Popular graphic novel The Witch Boy is being adapted for a Netflix musical.
Celebrated graphic novel The Witch Boy is set to be adapted into an animated movie musical for Netflix.
The graphic novel, written by Molly Knox Ostertag, is set in a world where girls become witches and boys become shapeshifters, with those who defy this order getting exiled from society.
The series follows 13-year-old Aster, a male who has not yet shapeshifted and is fascinated by witches. When a danger threatens other boys, Aster knows he can help, but only as a witch, and he receives support from a non-magical and non-conforming friend, Charlie.
The synopsis for the Netflix adaptation confirms that it will follow this magical story, as it states: “In a secret, magical community where girls are born to be witches and boys grow into shapeshifters, Aster is surprised to discover his emerging and extraordinary witch powers.

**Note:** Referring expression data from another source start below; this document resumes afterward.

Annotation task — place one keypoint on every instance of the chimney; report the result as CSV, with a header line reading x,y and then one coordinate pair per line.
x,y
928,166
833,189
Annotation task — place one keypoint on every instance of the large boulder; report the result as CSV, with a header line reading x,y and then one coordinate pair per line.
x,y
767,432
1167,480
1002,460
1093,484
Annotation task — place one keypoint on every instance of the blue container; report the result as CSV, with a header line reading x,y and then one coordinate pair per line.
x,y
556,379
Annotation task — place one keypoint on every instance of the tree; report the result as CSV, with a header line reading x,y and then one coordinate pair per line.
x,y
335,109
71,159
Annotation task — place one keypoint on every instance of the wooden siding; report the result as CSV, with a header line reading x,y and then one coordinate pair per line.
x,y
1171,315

“When a mysterious danger threatens his world, Aster must embark on a journey to uncover the truth behind himself, his powers, and everything that is magical.”
The film is set to be directed by Oscar-nominated director Minkyu Lee (Adam and Dog), while Maria Melnick (Escape Room series) will be writing the script.

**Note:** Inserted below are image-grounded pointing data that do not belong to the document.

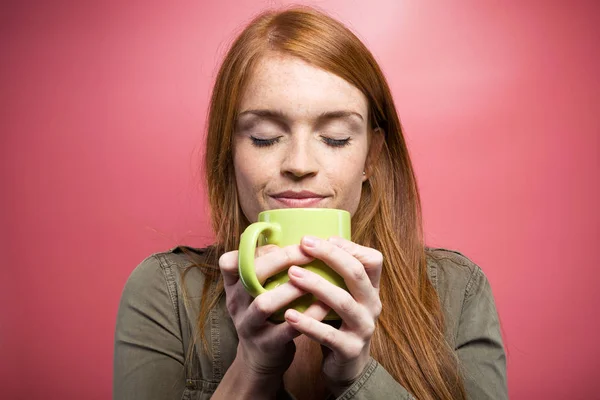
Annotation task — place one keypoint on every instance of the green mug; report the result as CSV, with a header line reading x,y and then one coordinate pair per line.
x,y
284,227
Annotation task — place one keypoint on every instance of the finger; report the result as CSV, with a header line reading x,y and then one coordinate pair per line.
x,y
352,313
279,259
228,264
266,249
318,310
265,304
350,268
371,259
285,332
344,345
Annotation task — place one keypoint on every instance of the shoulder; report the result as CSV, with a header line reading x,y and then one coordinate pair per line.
x,y
164,272
457,280
452,270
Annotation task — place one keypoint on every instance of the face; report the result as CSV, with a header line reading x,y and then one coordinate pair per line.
x,y
301,139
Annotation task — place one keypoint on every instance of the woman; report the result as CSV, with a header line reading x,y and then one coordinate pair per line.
x,y
301,115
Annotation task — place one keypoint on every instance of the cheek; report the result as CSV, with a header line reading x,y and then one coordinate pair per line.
x,y
249,174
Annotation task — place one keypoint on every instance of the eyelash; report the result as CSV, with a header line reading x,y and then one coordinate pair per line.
x,y
329,141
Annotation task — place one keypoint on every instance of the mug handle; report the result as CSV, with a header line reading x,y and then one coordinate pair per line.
x,y
248,240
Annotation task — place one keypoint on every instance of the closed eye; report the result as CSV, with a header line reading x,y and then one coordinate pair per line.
x,y
336,142
264,142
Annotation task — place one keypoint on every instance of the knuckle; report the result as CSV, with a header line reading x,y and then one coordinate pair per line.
x,y
347,304
354,349
368,328
266,249
262,305
358,272
330,338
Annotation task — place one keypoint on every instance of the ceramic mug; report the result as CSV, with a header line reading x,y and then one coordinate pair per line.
x,y
284,227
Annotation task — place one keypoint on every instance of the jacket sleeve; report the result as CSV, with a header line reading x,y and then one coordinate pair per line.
x,y
148,352
479,342
375,383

The film will be produced by Roy Lee (The Ring and How To Train Your Dragon series), Miri Yoon (Jonah Hex, Death Note) and Ryan Harris (Rise of the Guardians, Trolls), as well as Vertigo Entertainment.
And pop trio HAIM have been signed on to produce music for the film.
Although Netflix hasn’t confirmed whether there will be LGBTQ+ elements, director Minkyu Lee said these elements from the novel is what drew him into the film.
“It has been a life-long dream of mine to create an animated film that pushes the medium forward, both in content and form,” he explained. “The connection between this dream, my experiences, and Aster and Juniper’s story is what draws me to this film every day.”
He added: “I am grateful to be creating this with the wonderful team at Netflix. My hope is that this film, by celebrating queerness and ‘otherness’, will come to audiences around the world as something truly special.”
This isn’t the only queer graphic novel series that Netflix is currently adapting, as it confirmed that the beloved Heartstopper series was also getting adapted into a live-action TV series.
When we spoke to Oseman about the novel, which has received critical acclaim, she said it was important for readers to “learn about the issues and tensions that young LGBTQ+ people face”.
“The good thing about Heartstopper is that it appeals to everyone,” Oseman told GAY TIMES. “It’s through stories like this that straight and cis people can improve their empathy.”
She continued further: “I’ve had so many people reach out to me saying, ‘It’s so nice to see someone like me in this comic just falling in love and having a cute little romance’, but also from people saying, ‘Nick’s journey has helped me come to terms with being bisexual’, and stuff like that. For me, that’s the most wonderful thing.”